The SortCL program in IRI CoSort — along with spin-off tools like NextForm for data migration and FieldShield for data masking — will process UTF-8 data. Fields in UTF-8 data sources can be re-mapped to different output formats while sorting in encoding order. Consider the following SortCL job script example:
/INFILE=GoodDayDelim.utf8 /FIELD=(phrase,POSITION=1, SEPARATOR='|', TYPE=UTF8) /FIELD=(language,POSITION=2, SEPARATOR='|' TYPE=UTF8) /SORT /KEY=phrase /OUTFILE=GoodDayDelim.out /FIELD=(phrase,POSITION=1, CHARS=25, TYPE=UTF8) /FIELD=(language,POSITION=27, CHARS=19, TYPE=UTF8)]
The input file (GoodDayDelim.utf8) has two pipe-delimited fields for each record.
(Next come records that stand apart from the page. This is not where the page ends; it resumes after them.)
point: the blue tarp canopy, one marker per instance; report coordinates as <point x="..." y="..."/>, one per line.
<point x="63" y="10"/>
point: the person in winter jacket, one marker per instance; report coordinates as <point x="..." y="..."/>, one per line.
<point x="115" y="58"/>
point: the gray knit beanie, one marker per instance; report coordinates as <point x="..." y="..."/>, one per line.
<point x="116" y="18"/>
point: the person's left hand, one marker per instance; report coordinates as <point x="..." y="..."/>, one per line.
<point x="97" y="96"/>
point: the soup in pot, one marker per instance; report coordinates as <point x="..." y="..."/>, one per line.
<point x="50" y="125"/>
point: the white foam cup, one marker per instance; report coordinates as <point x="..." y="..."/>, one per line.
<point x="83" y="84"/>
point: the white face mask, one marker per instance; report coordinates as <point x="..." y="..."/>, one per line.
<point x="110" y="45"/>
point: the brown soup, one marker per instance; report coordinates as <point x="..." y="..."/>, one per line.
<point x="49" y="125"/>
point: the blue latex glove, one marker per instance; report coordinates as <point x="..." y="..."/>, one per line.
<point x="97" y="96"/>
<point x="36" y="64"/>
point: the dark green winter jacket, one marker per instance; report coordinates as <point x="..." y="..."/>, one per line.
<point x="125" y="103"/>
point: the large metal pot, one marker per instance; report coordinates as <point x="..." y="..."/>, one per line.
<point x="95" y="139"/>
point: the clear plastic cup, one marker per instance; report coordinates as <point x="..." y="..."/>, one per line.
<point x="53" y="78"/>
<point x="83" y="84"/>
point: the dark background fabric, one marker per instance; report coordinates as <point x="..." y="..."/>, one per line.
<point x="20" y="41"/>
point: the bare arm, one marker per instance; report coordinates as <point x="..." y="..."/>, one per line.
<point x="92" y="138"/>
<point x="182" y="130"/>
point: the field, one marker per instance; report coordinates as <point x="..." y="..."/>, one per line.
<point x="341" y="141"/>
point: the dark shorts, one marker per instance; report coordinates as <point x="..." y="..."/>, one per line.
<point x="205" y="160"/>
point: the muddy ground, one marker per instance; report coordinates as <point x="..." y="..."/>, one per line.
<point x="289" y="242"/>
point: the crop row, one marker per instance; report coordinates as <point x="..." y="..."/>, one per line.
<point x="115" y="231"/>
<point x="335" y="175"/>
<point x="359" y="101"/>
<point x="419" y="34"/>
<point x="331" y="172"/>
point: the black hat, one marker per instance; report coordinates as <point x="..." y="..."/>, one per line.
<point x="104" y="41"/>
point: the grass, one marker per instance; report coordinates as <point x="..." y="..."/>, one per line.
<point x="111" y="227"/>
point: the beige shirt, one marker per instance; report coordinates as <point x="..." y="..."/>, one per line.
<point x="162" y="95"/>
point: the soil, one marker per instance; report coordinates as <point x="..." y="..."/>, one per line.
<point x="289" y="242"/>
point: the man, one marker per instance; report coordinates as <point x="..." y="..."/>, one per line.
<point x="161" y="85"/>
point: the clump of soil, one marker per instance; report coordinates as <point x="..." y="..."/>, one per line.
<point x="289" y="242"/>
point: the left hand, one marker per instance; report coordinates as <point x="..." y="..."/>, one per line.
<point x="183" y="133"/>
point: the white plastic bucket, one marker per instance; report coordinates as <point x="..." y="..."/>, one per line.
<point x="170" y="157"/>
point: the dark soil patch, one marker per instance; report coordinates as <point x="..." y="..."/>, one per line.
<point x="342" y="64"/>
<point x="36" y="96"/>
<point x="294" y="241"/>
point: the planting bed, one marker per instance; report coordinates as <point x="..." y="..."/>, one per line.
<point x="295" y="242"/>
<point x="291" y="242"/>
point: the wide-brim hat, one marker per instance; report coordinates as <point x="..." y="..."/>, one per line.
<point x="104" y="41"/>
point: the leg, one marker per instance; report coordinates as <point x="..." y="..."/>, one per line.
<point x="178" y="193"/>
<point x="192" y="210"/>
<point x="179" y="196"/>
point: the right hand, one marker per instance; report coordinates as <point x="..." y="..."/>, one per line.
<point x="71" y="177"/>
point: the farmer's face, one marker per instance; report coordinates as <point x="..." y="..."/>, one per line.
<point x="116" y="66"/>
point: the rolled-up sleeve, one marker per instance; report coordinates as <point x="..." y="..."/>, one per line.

The two fields have each been given the data type of UTF-8. The field phrase has the equivalent of the English “Good Day” in several languages. The field language gives the actual language in ASCII English for the phrase field in that record. The records are sorted in the encoding order for the field phrase and then written to the output file (GoodDayDelim.out). The fields are mapped to fixed positions in the output.
In a record that has only ASCII characters, SortCL would use a “SIZE=number of bytes” to indicate the byte size for each field. Because the fields have a data type of UTF-8 and characters can have more than one byte per character, the size of the field is indicated by using “CHARS=number of characters” per field, where each character can be defined by more than one byte.
So if you have the following delimited input files:
You will get this output file:
You should notice that the writing for each of the languages is displayed at the same time. This was previously impossible because they would each need to have different code pages active for the display to happen. UTF-8 is becoming the standard for the Internet, and almost all email messages are now transmitted in UTF-8 format.